= George Henry Prosser =

Businessman and politician in South Australia (1867–1941)

George Henry Prosser (ca.1867 – 22 August 1941) was a businessman and politician in South Australia.

==History==
George Prosser was born at Gawler River and was a student at the Grote Street school.

He was a member of the Adelaide City Council for 27 years, and an alderman in 1933. He was mayor of the Town of Kensington and Norwood from 1907 to 1912. He was a member of the Chamber of Commerce, and served as president. He was a director of Wallaroo-Mount Lyell Fertilisers Ltd. and chairman 1931–1933. He was also on the board of Adelaide Cement and Wilkinson & Co., Ltd, Elder's Trustee and Executor Co. Ltd.

He was a member of the Legislative Council for Central District No. 2 from 1921 to 1933.
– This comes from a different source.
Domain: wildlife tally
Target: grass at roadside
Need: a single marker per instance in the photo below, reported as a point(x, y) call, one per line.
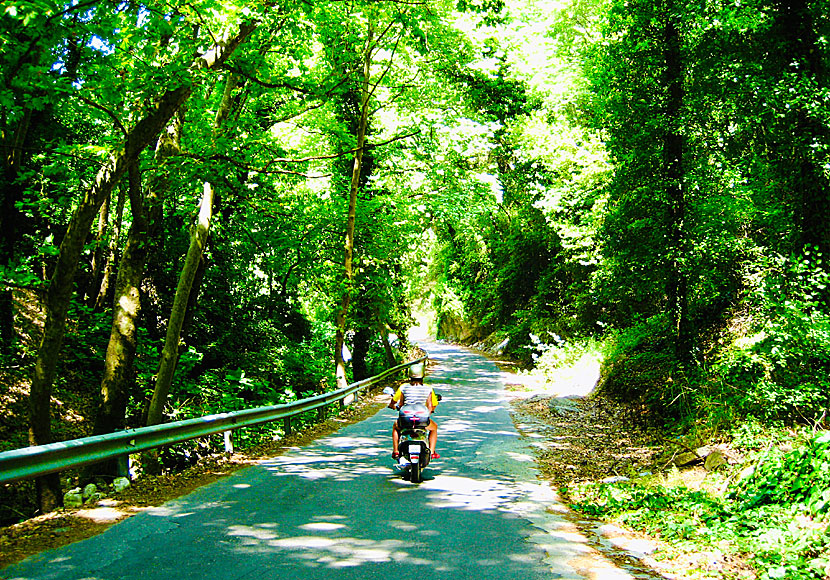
point(770, 513)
He was captain of the Marryatville Bowling Club.

==Family==
On 29 November 1893 he married Emalia Rosa "Emily" Robinson in November 1893. They had two daughters:
- Gladys Prosser (30 October 1894 – ) married Charles Ashley Foale (1884–1938) on 6 June 1917. Gladys was an accomplished singer.
- Joyce Prosser (22 December 1901 – ) married Leslie Carrington Maiden BDS on 15 July 1926
They had homes "Ralston", Northumberland Road, Marryatville; and "Ralston", 11 Stannington Avenue, Heathpool.